The oldest son of Austria-Hungary’s last emperor, Otto von Habsburg, died on July 4 at his home in southern Germany. He was 98.

Born in 1912, Habsburg witnessed his family’s decline after the Habsburgs were forced into exile in the United States following World War I.

Otto with wife, Regina von Habsburg (d. Feb. 3, 2010), at 1951 wedding.

Habsburg re-settled in Europe in the 1950s and was appointed member of the European parliament for Bavaria’s conservative Christian Social Union.

He was elected to the European Parliament at the first direct elections in 1979 and for the following 20 years worked tirelessly to help strengthen the European Institutions.
His main interests were in European integration and foreign policy.

Following Otto von Habsburg’s death, the Chairman of the European People’s Party Group in the European Parliament, Joseph Daul MEP, said:

Otto von Habsburg embodied the history of European integration like no one else.
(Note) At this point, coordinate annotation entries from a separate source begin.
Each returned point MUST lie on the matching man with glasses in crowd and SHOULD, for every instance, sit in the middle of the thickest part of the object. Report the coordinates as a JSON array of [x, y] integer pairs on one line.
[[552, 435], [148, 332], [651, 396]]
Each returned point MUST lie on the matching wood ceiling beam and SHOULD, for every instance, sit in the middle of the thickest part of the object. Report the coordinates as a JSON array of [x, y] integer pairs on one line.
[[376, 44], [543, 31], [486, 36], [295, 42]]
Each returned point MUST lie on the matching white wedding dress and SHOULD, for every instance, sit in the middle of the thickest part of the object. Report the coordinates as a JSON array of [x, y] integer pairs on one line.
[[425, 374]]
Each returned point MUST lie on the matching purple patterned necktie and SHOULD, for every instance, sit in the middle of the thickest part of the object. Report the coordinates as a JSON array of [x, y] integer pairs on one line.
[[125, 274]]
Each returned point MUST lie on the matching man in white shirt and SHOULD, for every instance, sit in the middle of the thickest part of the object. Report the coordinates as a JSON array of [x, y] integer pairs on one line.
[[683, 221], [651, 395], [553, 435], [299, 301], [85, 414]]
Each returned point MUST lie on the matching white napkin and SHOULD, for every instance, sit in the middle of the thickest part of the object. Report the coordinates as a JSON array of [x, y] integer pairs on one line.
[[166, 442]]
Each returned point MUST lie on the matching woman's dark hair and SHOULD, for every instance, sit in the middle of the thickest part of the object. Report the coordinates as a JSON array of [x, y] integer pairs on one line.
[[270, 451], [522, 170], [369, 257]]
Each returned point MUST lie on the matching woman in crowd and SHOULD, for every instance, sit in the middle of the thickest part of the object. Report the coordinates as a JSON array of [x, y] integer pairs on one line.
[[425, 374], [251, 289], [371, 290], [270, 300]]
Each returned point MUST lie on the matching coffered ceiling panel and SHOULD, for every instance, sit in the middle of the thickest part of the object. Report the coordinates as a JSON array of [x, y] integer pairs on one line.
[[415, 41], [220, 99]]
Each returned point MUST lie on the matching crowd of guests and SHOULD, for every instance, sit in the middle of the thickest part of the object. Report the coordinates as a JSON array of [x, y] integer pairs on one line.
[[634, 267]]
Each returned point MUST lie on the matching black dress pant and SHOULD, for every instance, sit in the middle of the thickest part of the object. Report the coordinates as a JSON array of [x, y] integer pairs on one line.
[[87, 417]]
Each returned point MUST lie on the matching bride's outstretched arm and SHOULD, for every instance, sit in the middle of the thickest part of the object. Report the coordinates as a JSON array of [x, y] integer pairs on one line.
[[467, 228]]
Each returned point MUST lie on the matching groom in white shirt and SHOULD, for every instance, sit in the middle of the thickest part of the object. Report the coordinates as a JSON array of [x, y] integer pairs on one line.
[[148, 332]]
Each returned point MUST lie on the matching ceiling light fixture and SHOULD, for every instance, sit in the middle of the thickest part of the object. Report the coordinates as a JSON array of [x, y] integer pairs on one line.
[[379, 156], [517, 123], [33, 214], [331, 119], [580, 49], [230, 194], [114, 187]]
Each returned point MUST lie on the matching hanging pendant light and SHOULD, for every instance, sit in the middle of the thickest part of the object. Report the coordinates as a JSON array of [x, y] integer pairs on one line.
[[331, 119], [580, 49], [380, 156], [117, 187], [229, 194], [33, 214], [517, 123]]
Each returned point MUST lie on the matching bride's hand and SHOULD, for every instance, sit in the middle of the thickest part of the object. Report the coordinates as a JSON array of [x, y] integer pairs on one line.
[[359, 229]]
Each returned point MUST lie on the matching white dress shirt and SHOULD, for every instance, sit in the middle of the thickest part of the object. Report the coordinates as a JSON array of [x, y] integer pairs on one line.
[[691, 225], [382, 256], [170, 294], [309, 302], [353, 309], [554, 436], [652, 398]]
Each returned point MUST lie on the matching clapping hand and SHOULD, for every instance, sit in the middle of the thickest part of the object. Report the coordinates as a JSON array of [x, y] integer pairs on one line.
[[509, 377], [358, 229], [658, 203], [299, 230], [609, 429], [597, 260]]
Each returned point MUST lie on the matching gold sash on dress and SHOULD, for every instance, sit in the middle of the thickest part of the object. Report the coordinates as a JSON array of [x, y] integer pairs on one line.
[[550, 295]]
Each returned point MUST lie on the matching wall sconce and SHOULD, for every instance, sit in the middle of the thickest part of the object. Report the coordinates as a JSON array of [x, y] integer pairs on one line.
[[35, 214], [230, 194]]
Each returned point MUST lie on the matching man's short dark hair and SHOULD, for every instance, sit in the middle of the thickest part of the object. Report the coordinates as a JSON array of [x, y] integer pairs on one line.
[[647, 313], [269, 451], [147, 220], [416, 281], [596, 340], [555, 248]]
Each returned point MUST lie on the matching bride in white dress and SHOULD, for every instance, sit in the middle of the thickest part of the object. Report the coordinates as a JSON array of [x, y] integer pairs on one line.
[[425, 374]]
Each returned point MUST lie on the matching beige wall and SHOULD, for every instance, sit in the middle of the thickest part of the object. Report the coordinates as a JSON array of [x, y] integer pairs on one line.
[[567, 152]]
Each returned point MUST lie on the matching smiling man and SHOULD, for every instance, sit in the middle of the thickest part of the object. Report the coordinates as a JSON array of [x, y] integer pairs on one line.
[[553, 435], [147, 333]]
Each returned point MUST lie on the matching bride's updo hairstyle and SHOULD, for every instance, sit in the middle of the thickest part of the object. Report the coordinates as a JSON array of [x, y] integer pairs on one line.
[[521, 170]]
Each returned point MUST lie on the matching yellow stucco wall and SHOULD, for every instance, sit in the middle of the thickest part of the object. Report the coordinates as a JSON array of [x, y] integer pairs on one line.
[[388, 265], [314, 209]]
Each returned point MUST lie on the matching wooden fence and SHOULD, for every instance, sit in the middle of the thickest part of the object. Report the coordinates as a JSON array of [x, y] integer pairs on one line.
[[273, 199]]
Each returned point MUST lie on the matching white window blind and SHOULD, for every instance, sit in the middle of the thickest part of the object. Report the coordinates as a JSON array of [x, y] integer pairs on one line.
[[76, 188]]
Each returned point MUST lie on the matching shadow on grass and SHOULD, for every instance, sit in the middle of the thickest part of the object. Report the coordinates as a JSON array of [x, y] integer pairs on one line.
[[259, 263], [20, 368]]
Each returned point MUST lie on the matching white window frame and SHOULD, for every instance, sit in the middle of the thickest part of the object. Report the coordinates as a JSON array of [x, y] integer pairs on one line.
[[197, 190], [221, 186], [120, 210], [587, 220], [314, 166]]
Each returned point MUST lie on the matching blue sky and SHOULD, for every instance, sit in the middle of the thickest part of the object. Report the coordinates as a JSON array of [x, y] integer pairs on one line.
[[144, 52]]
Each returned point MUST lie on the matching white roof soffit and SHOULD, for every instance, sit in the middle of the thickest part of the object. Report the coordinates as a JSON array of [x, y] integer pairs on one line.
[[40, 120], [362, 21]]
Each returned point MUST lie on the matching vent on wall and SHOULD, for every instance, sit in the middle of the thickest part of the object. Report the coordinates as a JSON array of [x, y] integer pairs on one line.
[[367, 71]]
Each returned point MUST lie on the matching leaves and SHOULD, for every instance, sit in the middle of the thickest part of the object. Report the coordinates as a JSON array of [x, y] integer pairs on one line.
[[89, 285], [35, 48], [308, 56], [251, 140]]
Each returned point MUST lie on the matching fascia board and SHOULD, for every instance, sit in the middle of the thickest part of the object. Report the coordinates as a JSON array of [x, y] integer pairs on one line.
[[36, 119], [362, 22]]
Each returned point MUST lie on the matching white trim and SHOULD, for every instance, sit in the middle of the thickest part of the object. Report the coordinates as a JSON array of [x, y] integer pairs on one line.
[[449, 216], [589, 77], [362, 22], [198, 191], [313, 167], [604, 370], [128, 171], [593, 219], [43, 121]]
The son of the last Austro-Hungarian emperor fought all his life for democracy, freedom, and understanding among the peoples of Europe. From the beginnings of the movement for European integration following the end of World War II until the now-famous Paneuropean picnic on the border between Austria and Hungary in 1989, he succeeded in overcoming borders and showing Europeans a way forward to a common future.